Si nous approuvons la conduite présente de la France, force est de constater qu’elle est induite par un formidable « échec » : pendant quatre décennies, la France officielle et ses réseaux officieux ont géré les finances et l’armée ivoiriennes. L’image d’un pays en faillite, paupérisé, avec une armée décomposée, doit inciter l’hôte des négociations inter-ivoriennes à être modeste. Il pousse aujourd’hui à un pacte refondateur de la Côte d’Ivoire après avoir longtemps contrecarré l’émergence d’un État démocratique, et avoir ignoré depuis une décennie les signaux de dégradation rapide de ce pays. Il n’est peut-être pas trop tard pour bien faire, mais le passif est lourd.

· Pour cette raison, nous souhaitons que l’accompagnement de la crise ivoirienne soit aussi internationalisé que possible. La France devrait davantage et plus systématiquement impliquer les Nations-unies et les instances africaines.

La société civile française va s’employer de son côté à cette internationalisation, en saisissant entre autres l’opportunité offerte par le Forum social mondial de Porto Alegre. Nous allons de même continuer à favoriser les débats et le dialogue entre les Ivoiriens, tant ceux vivant dans le pays que ceux résidant en France. Et rappeler la détresse d’une part croissante de la population. Nous souhaitons que s’affirme davantage la société civile ivoirienne, pour faire valoir des préoccupations moins liées aux enjeux de pouvoir. Nous soutiendrons ses initiatives et sa recherche en matière de construction de la paix.

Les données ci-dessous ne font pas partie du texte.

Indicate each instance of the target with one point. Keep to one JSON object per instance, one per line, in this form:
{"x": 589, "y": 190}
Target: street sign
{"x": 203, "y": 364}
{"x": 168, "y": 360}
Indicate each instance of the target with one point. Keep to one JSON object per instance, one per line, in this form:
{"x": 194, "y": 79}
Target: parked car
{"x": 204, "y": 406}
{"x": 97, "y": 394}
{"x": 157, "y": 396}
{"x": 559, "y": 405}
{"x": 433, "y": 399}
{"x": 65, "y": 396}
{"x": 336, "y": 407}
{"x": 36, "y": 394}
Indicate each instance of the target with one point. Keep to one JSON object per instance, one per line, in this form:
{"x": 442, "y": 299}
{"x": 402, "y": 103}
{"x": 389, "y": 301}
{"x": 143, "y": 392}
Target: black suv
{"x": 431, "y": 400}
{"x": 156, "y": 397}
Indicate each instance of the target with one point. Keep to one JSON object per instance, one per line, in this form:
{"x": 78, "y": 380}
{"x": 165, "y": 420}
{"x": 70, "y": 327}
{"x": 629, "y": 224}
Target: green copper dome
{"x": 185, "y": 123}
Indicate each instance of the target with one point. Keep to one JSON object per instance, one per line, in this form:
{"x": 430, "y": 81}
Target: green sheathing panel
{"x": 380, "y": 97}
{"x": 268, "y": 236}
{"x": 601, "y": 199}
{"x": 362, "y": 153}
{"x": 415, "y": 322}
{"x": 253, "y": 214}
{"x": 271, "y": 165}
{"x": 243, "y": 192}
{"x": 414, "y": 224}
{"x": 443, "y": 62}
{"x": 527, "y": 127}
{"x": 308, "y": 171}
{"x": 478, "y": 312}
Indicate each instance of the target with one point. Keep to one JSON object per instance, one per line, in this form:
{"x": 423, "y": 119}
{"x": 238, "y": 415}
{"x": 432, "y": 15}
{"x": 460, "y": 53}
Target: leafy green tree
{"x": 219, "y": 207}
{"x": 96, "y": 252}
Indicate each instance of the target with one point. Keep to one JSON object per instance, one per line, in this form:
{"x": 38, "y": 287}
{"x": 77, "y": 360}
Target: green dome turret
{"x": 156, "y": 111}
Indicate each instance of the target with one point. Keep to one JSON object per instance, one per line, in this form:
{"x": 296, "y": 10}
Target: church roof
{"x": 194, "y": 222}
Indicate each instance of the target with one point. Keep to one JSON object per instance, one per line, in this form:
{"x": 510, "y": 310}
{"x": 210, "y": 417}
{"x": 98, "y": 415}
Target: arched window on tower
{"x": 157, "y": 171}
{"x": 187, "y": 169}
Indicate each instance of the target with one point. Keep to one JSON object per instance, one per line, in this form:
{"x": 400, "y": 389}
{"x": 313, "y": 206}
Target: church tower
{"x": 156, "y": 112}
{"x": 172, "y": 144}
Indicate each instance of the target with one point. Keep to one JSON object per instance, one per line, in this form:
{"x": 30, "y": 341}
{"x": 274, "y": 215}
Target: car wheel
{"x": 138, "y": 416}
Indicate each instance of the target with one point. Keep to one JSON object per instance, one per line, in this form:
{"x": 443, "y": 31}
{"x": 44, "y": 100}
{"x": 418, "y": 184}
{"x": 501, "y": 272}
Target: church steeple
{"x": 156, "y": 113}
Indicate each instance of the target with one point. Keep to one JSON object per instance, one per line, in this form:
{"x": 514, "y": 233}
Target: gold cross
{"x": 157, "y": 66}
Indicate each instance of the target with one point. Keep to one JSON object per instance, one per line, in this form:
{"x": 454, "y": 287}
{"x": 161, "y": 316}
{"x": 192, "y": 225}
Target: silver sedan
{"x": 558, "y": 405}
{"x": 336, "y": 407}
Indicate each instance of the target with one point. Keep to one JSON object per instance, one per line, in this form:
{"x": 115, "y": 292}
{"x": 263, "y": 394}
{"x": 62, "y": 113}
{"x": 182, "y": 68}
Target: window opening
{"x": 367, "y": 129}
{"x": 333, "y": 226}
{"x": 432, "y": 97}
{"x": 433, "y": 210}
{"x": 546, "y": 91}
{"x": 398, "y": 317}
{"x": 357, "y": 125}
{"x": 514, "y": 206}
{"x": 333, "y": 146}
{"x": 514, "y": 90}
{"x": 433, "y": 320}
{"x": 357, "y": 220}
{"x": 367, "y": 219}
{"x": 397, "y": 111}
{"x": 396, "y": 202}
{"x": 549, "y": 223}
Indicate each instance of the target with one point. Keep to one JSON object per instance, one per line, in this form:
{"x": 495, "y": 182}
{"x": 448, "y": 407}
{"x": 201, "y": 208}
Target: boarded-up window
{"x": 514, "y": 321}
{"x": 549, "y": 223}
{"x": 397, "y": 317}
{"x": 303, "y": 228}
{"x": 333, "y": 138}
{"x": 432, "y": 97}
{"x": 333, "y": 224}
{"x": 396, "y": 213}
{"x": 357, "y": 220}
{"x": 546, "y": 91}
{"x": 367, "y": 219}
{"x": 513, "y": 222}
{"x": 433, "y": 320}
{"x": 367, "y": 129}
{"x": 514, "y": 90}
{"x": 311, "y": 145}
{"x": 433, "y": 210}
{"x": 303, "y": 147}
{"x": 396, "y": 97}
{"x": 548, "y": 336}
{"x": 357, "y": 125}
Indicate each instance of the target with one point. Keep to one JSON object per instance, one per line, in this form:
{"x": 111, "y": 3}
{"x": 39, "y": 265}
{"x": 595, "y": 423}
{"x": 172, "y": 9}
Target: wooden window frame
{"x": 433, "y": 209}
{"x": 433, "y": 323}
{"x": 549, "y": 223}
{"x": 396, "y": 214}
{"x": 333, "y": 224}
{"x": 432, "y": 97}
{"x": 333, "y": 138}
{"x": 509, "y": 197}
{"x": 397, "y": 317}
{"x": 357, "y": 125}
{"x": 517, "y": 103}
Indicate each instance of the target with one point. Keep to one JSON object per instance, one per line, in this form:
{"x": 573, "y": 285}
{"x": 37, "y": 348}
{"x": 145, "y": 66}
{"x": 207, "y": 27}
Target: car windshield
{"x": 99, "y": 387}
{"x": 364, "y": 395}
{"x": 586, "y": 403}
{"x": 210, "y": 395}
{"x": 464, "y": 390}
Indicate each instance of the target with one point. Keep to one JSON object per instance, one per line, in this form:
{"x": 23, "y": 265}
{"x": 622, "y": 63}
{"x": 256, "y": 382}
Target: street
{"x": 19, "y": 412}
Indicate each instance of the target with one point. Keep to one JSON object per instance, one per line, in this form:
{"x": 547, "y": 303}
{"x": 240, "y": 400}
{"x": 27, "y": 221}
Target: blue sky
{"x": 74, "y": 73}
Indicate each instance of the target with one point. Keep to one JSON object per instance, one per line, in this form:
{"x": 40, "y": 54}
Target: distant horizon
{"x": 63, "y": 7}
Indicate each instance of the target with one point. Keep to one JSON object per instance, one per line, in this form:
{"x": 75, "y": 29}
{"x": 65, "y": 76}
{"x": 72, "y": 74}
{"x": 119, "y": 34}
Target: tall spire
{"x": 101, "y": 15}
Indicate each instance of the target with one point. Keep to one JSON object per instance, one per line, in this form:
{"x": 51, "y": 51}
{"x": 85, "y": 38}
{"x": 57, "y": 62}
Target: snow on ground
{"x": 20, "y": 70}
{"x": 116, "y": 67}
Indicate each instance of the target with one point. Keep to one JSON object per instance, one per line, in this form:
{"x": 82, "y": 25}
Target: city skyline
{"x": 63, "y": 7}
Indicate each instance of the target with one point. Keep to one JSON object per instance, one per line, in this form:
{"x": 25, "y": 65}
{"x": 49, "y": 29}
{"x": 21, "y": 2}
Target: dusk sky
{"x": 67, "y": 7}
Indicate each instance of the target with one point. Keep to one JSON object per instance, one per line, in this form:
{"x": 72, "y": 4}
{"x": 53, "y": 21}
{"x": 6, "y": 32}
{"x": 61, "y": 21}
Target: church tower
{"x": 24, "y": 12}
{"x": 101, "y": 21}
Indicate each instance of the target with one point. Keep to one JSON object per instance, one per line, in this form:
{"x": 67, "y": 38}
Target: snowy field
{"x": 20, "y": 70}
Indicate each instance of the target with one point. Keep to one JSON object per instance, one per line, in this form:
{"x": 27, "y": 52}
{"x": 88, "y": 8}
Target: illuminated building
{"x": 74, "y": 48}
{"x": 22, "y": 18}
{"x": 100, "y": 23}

Si nous approuvons beaucoup des points mis à l’ordre du jour de la négociation, comme la citoyenneté et le droit foncier, nous redoutons que les réformes constitutionnelles proposées au débat ne soient pas suffisantes : les parties en présence ont pour principal objectif d’obtenir un système électoral leur permettant de s’emparer du pouvoir. Dans le contexte ivoirien, où la partition ethnique a été exacerbée, l’actuel système présidentiel, inspiré de la Ve République française, ne peut qu’aboutir à la désignation d’un chef d’État perçu comme un accapareur potentiel par une majorité de la population. Cela ne pourrait que relancer les frustrations et les antagonismes. Il nous semble très difficile d’espérer une réconciliation sans la remise en cause d’un dispositif constitutionnel calqué sur le modèle français, à l’évidence inadapté à la situation ivoirienne.

Nous continuerons pour notre part à œuvrer pour la paix avec nos partenaires ivoiriens, et à exercer notre vigilance. Pour que la chance offerte par les négociations ouvertes en ce début 2003 ne débouche pas sur de cruelles déceptions.

Signataires : Agir Ensemble pour les Droits de l’Homme, Aircrige, Antenne Foi et Justice Afrique-Europe de Paris, CADTM-France, Cimade, Coordination Sud, Djembé, Frère des Hommes, Prévention génocides, Ritimo, Survie.